Indústria sobe em janeiro de 2017, após 34 meses seguidos de queda

A produção da indústria brasileira iniciou 2017 em queda de 0,1% em relação a dezembro. No entanto, frente a janeiro de 2016, a atividade fabril avançou 1,4%, interrompendo 34 meses seguidos de retração nessa base de comparação. Em 12 meses, a produção industrial acumula baixa de 5,4%.

Os números foram divulgados nesta quarta-feira (1º) pelo Instituto Brasileiro de Geografia e Estatística (IBGE).

Produção industrial interrompe 34 meses seguidos de queda, diz IBGE

“Há uma melhora de ritmo dessa produção industrial, mas isso não significa que haja uma trajetória positiva de crescimento. Em termos de patamar, continua próximo do patamar que a indústria operava entre janeiro e fevereiro de 2009”, disse André Macedo, gerente da Coordenação de Indústria do IBGE.

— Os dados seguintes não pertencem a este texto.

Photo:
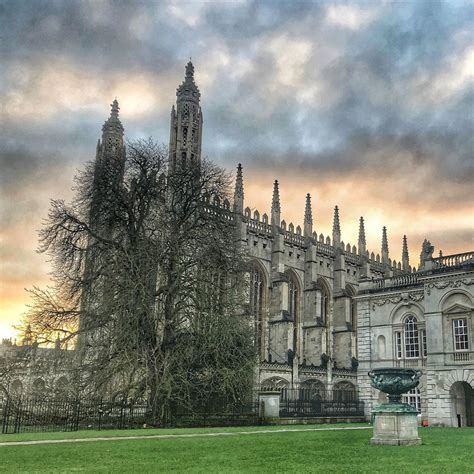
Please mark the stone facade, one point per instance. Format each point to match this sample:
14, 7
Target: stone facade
325, 311
423, 321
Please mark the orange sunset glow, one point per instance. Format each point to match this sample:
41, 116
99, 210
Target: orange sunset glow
366, 106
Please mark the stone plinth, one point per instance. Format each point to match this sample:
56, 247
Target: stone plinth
269, 402
395, 424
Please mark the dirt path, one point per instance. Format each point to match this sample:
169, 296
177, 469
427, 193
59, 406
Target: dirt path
167, 436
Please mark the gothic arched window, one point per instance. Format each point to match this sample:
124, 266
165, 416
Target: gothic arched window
256, 302
293, 297
412, 338
324, 303
293, 306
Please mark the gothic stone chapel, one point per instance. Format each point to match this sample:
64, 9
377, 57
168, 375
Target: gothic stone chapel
327, 312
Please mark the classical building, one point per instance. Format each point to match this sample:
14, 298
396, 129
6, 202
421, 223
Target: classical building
424, 321
325, 311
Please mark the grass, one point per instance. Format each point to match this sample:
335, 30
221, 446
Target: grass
443, 450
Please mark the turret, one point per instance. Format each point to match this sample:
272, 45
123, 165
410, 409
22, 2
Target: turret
362, 242
276, 210
384, 246
186, 123
308, 217
239, 191
336, 229
405, 257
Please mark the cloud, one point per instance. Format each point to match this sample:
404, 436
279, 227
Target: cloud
352, 17
367, 106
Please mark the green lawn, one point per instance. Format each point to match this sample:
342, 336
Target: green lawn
443, 450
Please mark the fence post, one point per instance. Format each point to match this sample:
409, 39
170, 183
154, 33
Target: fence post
77, 415
269, 405
16, 428
6, 414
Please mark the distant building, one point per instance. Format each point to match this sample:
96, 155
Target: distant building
325, 311
423, 321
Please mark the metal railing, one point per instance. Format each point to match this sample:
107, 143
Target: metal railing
454, 260
307, 402
461, 357
30, 415
410, 363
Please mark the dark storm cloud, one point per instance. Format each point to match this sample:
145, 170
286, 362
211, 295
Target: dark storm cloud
373, 98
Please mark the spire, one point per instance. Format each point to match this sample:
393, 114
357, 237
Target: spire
405, 257
188, 90
276, 211
362, 242
239, 191
384, 245
336, 229
308, 217
112, 126
186, 123
190, 71
112, 133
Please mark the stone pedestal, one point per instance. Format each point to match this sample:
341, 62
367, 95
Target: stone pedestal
395, 424
269, 405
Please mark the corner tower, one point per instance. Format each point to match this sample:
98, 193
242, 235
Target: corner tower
109, 167
186, 123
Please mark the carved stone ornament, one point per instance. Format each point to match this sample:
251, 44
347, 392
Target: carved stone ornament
394, 381
406, 299
441, 285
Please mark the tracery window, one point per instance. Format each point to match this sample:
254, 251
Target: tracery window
410, 341
461, 339
324, 304
293, 298
398, 344
412, 338
293, 303
256, 297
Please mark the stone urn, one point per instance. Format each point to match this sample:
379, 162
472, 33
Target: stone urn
395, 423
394, 382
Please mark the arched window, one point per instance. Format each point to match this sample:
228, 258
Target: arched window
352, 308
293, 297
345, 392
293, 304
323, 303
381, 347
312, 390
256, 302
412, 338
413, 398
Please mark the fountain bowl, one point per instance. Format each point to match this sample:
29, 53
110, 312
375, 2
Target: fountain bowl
394, 381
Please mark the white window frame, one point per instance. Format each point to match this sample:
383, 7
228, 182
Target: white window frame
465, 334
399, 344
414, 339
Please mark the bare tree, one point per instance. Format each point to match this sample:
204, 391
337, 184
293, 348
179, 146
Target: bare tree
148, 281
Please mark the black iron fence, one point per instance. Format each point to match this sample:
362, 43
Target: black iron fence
30, 415
22, 415
305, 402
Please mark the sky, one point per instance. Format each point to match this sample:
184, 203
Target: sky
367, 105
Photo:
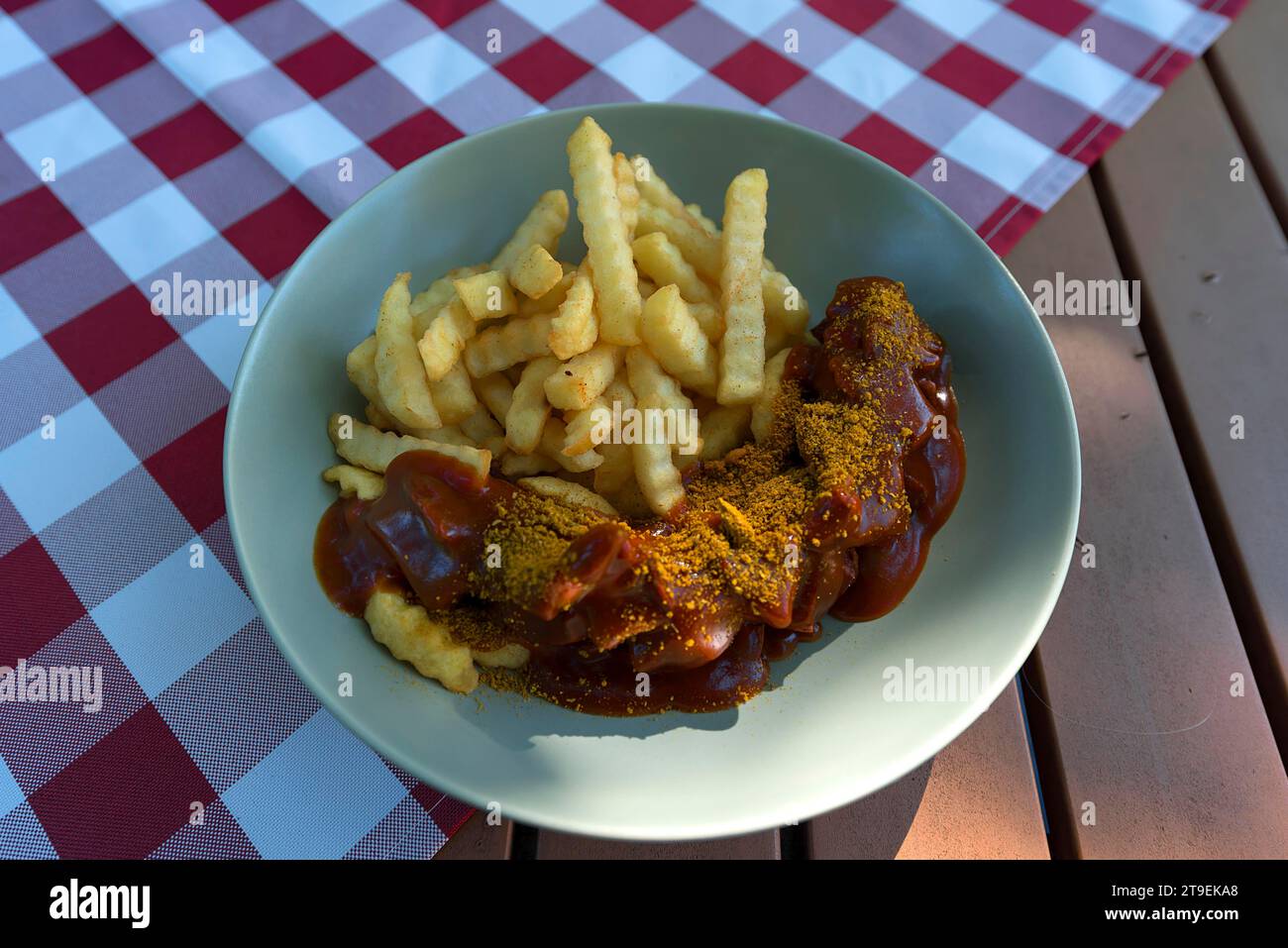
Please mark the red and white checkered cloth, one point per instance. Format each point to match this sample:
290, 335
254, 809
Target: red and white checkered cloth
127, 156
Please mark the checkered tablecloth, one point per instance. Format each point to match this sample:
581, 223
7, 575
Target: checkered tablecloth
145, 138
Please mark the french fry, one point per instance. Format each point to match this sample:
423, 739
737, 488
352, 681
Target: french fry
590, 161
700, 249
529, 408
742, 348
655, 471
677, 340
544, 224
496, 391
656, 191
553, 299
554, 437
576, 327
498, 348
510, 656
568, 492
355, 481
428, 301
360, 365
724, 428
372, 449
627, 193
411, 636
579, 380
443, 342
535, 273
454, 395
526, 466
660, 260
487, 295
763, 408
399, 373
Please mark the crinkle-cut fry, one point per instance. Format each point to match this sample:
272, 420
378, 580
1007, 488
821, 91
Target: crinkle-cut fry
655, 471
399, 373
653, 189
411, 635
454, 395
553, 438
568, 492
709, 318
763, 408
509, 656
428, 301
553, 299
496, 391
576, 327
372, 449
536, 272
664, 263
544, 224
378, 419
677, 340
700, 249
360, 365
616, 471
617, 296
487, 295
579, 380
707, 223
445, 339
742, 348
355, 481
724, 428
529, 408
514, 466
649, 380
498, 348
627, 193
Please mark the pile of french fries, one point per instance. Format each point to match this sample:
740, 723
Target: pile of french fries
506, 363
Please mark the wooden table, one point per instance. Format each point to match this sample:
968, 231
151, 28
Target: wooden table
1151, 719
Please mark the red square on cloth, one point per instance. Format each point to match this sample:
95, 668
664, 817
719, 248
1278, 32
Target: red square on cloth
413, 137
890, 143
188, 141
854, 16
652, 16
189, 469
759, 72
544, 68
1056, 16
107, 56
125, 794
971, 73
38, 603
326, 64
33, 223
273, 236
110, 339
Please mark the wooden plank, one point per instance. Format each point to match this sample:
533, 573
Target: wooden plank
1250, 72
552, 845
1215, 266
1137, 657
977, 800
477, 840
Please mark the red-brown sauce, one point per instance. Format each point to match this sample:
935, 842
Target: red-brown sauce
425, 532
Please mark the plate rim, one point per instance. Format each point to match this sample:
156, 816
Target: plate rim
773, 814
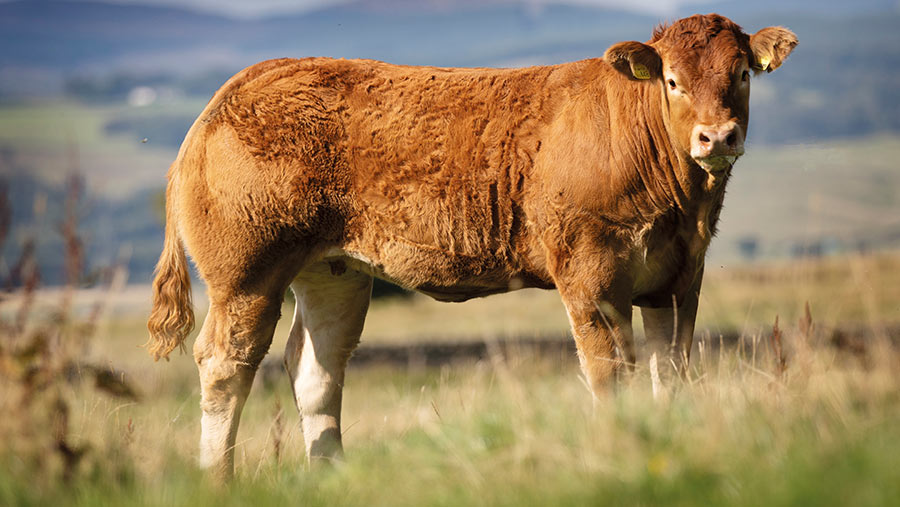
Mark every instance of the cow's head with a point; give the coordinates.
(704, 64)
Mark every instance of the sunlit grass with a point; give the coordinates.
(524, 431)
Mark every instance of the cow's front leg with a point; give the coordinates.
(599, 309)
(671, 329)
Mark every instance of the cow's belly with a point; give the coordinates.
(442, 275)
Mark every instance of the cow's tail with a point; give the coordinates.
(172, 315)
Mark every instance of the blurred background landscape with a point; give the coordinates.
(95, 99)
(110, 89)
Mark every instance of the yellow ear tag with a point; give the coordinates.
(640, 71)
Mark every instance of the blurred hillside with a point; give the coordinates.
(110, 90)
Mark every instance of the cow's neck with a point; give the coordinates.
(657, 177)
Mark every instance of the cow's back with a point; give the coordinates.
(420, 171)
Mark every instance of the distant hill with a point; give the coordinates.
(844, 78)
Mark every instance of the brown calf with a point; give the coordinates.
(602, 178)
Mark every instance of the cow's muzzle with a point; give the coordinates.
(716, 147)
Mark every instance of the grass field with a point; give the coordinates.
(519, 430)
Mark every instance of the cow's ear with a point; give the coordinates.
(634, 59)
(770, 47)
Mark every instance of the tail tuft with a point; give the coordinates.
(172, 316)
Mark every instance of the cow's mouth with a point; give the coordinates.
(716, 164)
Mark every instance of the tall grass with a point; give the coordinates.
(740, 429)
(785, 416)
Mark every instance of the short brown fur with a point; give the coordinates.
(458, 183)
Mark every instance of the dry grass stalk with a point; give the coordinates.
(778, 349)
(40, 361)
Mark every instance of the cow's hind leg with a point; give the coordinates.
(235, 336)
(331, 307)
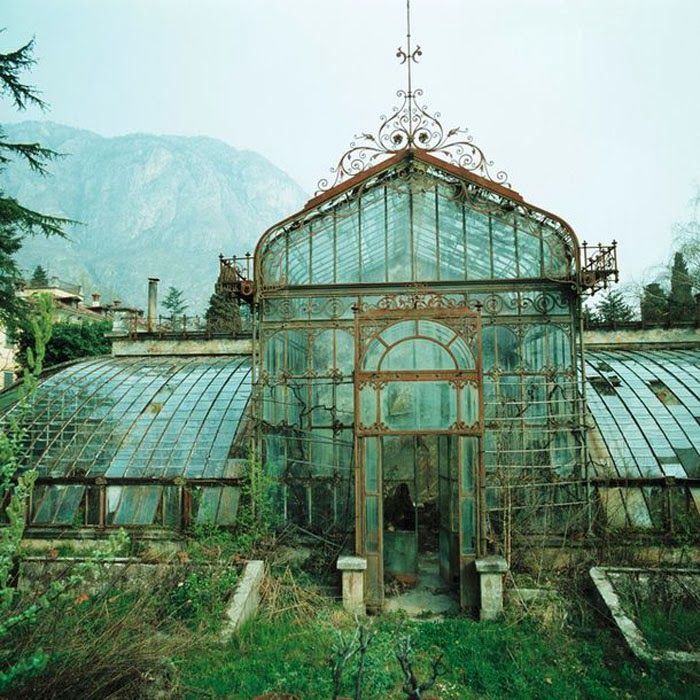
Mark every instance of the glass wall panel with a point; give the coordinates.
(418, 405)
(399, 237)
(373, 237)
(469, 403)
(425, 234)
(372, 524)
(417, 354)
(452, 237)
(478, 245)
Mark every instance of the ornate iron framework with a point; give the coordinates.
(463, 475)
(411, 126)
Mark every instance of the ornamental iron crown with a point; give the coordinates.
(410, 126)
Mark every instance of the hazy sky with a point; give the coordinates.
(591, 106)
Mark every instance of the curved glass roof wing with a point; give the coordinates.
(646, 404)
(138, 417)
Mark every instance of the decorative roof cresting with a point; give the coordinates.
(410, 126)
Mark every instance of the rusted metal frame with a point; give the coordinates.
(403, 288)
(216, 374)
(437, 234)
(667, 482)
(296, 219)
(386, 233)
(434, 313)
(388, 348)
(136, 481)
(422, 375)
(388, 316)
(98, 368)
(191, 367)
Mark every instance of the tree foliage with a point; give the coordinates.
(69, 341)
(613, 309)
(17, 221)
(223, 314)
(174, 301)
(681, 305)
(40, 277)
(654, 304)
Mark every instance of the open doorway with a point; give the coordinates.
(419, 542)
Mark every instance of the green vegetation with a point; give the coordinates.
(16, 221)
(681, 305)
(175, 302)
(39, 278)
(654, 304)
(676, 629)
(613, 309)
(69, 341)
(223, 314)
(516, 658)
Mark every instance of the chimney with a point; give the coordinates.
(152, 303)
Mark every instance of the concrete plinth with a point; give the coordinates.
(353, 569)
(491, 570)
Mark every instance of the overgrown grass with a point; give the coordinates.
(493, 660)
(116, 637)
(677, 628)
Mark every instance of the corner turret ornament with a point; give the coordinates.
(410, 126)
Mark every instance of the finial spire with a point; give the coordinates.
(408, 56)
(410, 126)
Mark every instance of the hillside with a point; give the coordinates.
(162, 206)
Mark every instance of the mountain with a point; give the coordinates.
(149, 206)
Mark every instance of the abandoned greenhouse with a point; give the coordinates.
(415, 374)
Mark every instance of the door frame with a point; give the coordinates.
(369, 323)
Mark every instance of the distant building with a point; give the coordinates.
(69, 307)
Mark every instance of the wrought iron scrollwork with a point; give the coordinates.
(411, 126)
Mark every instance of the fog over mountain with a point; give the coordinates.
(150, 206)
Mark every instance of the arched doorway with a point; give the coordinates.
(418, 427)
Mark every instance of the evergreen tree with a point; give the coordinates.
(69, 341)
(590, 316)
(174, 302)
(16, 221)
(681, 305)
(223, 314)
(39, 277)
(613, 309)
(654, 304)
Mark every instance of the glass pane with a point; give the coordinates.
(467, 525)
(368, 405)
(452, 239)
(529, 254)
(470, 404)
(399, 255)
(372, 237)
(228, 505)
(417, 354)
(418, 405)
(478, 245)
(371, 465)
(470, 457)
(503, 241)
(372, 524)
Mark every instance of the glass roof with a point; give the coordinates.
(646, 404)
(139, 417)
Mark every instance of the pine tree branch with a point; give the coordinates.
(34, 154)
(11, 65)
(13, 216)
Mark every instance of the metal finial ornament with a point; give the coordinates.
(410, 126)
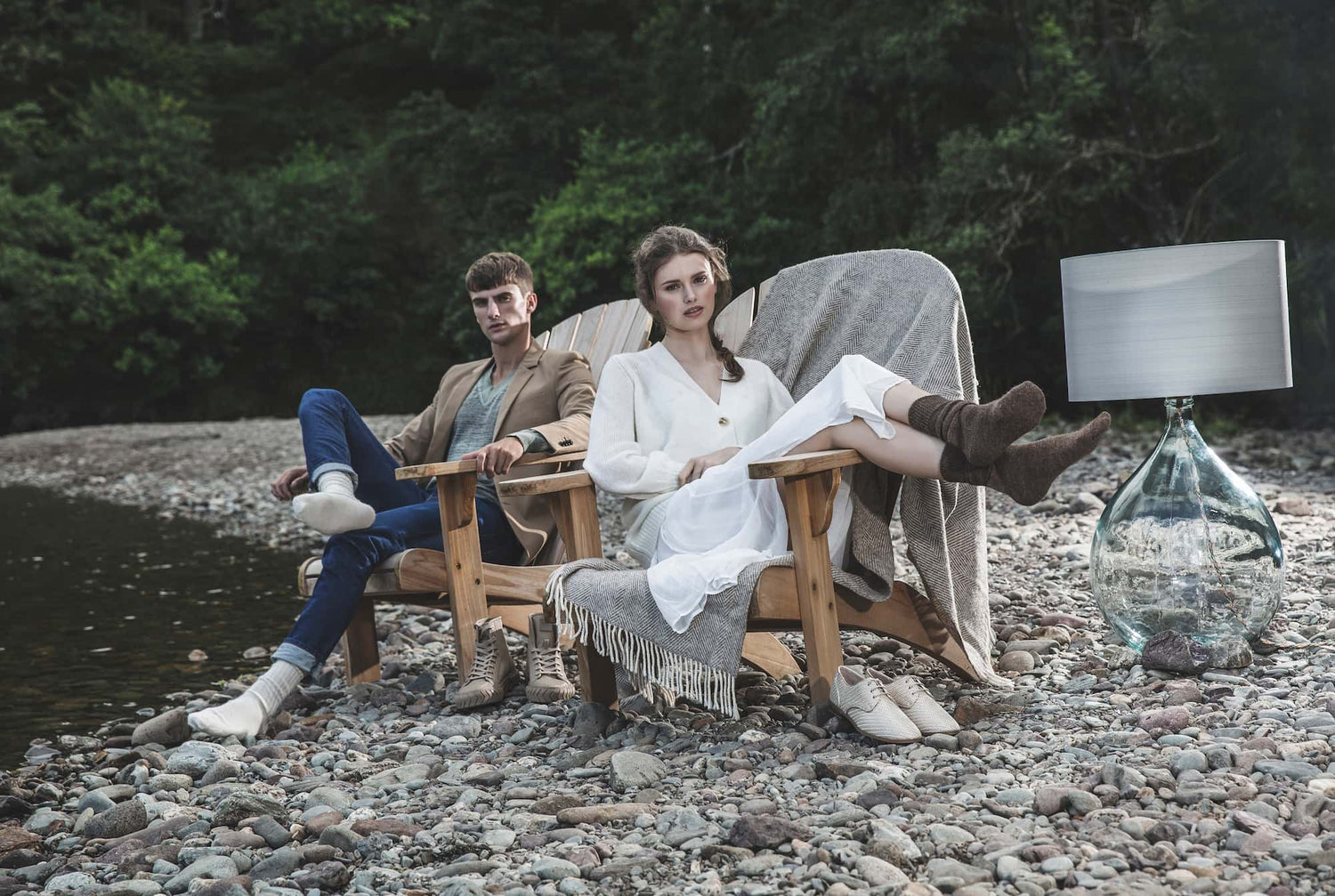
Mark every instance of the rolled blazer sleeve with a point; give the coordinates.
(574, 403)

O pesquisador destacou que, ao observar a média móvel trimestral, se nota uma melhora do resultado nos últimos três meses, mas que ainda é muito distante do pico da produção industrial, registrada em 2013.

O crescimento de um ano para o outro foi puxado pelo aumento de 12,5% na produção das indústrias extrativas (minérios de ferro, óleos brutos de petróleo e gás natural). Também avançaram as produções de veículos automotores, reboques e carrocerias (5,2%) e de equipamentos de informática, produtos eletrônicos e ópticos (18%), entre outros.

Por outro lado, caíram as produções de coque, produtos derivados do petróleo e biocombustíveis (-11,1%), pressionadas pelo óleo diesel. Na sequência, estão máquinas, aparelhos e materiais elétricos (-8,6%), máquinas e equipamentos (-4,9%), produtos de metal (-6,2%) e outros equipamentos de transporte (-9,4%).

Na análise das categorias, a produção de bens de capital, como máquinas e equipamentos, cresceu 3,3% e de bens de consumo duráveis, como automóveis, 3,2%. Os segmentos de bens de consumo semi e não-duráveis (2,1%) e de bens intermediários (0,8%) também mostraram taxas positivas.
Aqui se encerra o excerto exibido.